A group of classmates visited the Mount Purro Nature Reserve in Antipolo, courtesy of one classmate and his wife who have dedicated their lives to both the forest and the Indigenous People, the Dumagats, who live there. I had gone to that place before but was pleasantly surprised to see so much improvement. The owners and their staff took pains to orient all of us about the expanded operations of the nature reserve and, most especially, the work to handhold the Dumagats in their inevitable journey to modernity. Their plans to soon launch bamboo planting in batches of 50 hectares were particularly exciting.
It seems that the Dumagats had in the recent decade been awarded a large tract of land, more than enough for all of them if only to be used for shelter and community structures. Ancestral domains have been processed for many indigenous tribes all around the country, and these domains have been in the thousands of hectares. Of course, these are usually in upland areas where no development had even begun, and the property values remain low. I have heard that many tribes have simply leased their lands to mining companies mostly because the areas are not yet productive. Technology, even in just agriculture, has yet to catch up with the long-isolated natives.
What struck me most was the story-telling part when some of the natives, those who had already gone to school and graduated either high school or college, would relate their more recent history and their commitment to help their community ease into the modern times. Obviously, with all the land they had, they remained very short of money. It would take some time before productivity and steady income would be attained. Yet, they were on their way. The funny thing is that they referred to themselves as “katutubo” when they were speaking to us – as if we were not.

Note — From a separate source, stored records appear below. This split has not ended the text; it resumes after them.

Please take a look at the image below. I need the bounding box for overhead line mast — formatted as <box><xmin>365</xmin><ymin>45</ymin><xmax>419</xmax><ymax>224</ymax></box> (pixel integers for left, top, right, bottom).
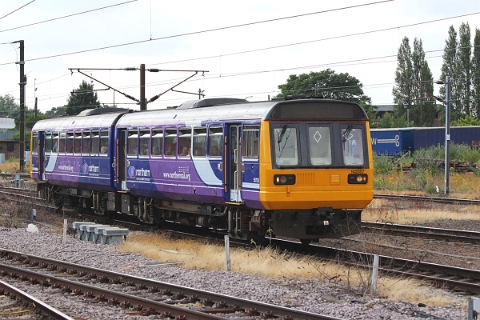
<box><xmin>68</xmin><ymin>64</ymin><xmax>208</xmax><ymax>111</ymax></box>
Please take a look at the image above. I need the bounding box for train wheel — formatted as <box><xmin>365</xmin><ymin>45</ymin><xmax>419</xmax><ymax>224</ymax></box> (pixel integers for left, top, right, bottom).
<box><xmin>300</xmin><ymin>239</ymin><xmax>312</xmax><ymax>246</ymax></box>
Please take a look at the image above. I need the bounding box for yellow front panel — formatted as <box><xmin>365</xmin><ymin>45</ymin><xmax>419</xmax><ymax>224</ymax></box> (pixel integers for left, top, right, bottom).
<box><xmin>260</xmin><ymin>122</ymin><xmax>373</xmax><ymax>210</ymax></box>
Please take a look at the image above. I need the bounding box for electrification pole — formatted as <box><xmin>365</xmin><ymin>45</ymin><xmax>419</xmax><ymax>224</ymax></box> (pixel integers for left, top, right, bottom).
<box><xmin>140</xmin><ymin>63</ymin><xmax>147</xmax><ymax>111</ymax></box>
<box><xmin>13</xmin><ymin>40</ymin><xmax>27</xmax><ymax>172</ymax></box>
<box><xmin>444</xmin><ymin>76</ymin><xmax>451</xmax><ymax>194</ymax></box>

Katutubo means native. I do not know where it started, or who started it, calling our indigenous peoples as katutubo. It is not wrong, of course, because they are natives, they are katutubo. But when they, and everyone else for that matter, refer to katutubo, they invariably mean the indigenous peoples. That means they are different from the mainstream Filipino. What are we, then, we who are not considered indigenous? If we are not katutubo, if we are not natives, are we then foreigners who have become Filipino citizens?
The colonized mind is quite blighted. We are natives who refer to indigenous people as though they are different, or we are different from them. We are not. We are all natives, all katutubo, all sons and daughters of our motherland, our Inang Bayan. Our colonized mind that has yet to accept that we are not our foreign masters even though we emulate and strive to be more like them than like what we should be. It is those who colonized us that called us natives, and who call those they conquered on foreign shores as natives. Europeans, Americans, Canadians, and Australians rightfully call the natives in their countries as indigenous. These colonizers know the lands are not theirs, that they simply took these lands from the natives. But they had decided long ago not to ever return the lands to the natives and, therefore, coined a term for the natives who did own the lands. They called them indigenous people or IPs.
The funny, or stupid, part is that Filipinos continue to follow the mindset of their former foreign masters, forgetting that the colonizers left and had to leave our land behind. All our lands stayed with us, the natives, but we forgot we owned the lands. For too long, only the foreign masters and the native elite who allowed to own some land had control and ownership of properties in our country. Although the foreigners have gone, the land arrangement, the titling system that they established remains in effect. The stolen lands were never returned to the people. These did stay in the Philippines but under the custody and control of the government (except for the titled).
The funny, or stupid, part is that the lands were stolen from the people, not the government. Government had not yet existed at the time of the grand theft. The more funny, or stupid, part is that the government forgot that they do not own the land and are mere custodians for the real owners – the Filipino people. The government that followed after our foreign masters left us to fend for ourselves, one administration after another, thought like the colonizers who taught them governance. They began to govern like their foreign tutors, as though the land was theirs, as though Filipino natives were still serfs or peasants who serve their masters. That is why they forgot, or never realized it at all, that all lands in the Philippines belong to the people.
Having forgotten so, most Filipinos remained landless until very recently. Land reform did not return stolen lands to the people, it sold stolen lands to natives who have rights to Philippine land as children of the motherland. Selling stolen property, whether directly or indirectly to people who have rights to them, consequently makes the Philippine government a fence, a person or entity engaged in the buying and selling of stolen property. To make matters worse, land reform forcibly took away lands from Filipinos who bought them under a then legitimate system.
It is too late, in my mind, at least, to take away lands that are now legitimately in the control of their owners. But it is not too late, and, in fact, it is imperative, that we wake up to the fact we are all natives, all katutubo, just like any native tribe in the country, and that we are entitled to our ancestral domain. Our land and our seas are our nation, our identity. Without custody and control of them, Filipinos are no better than foreigners – and poor ones at that. No wonder we have no sense of nation.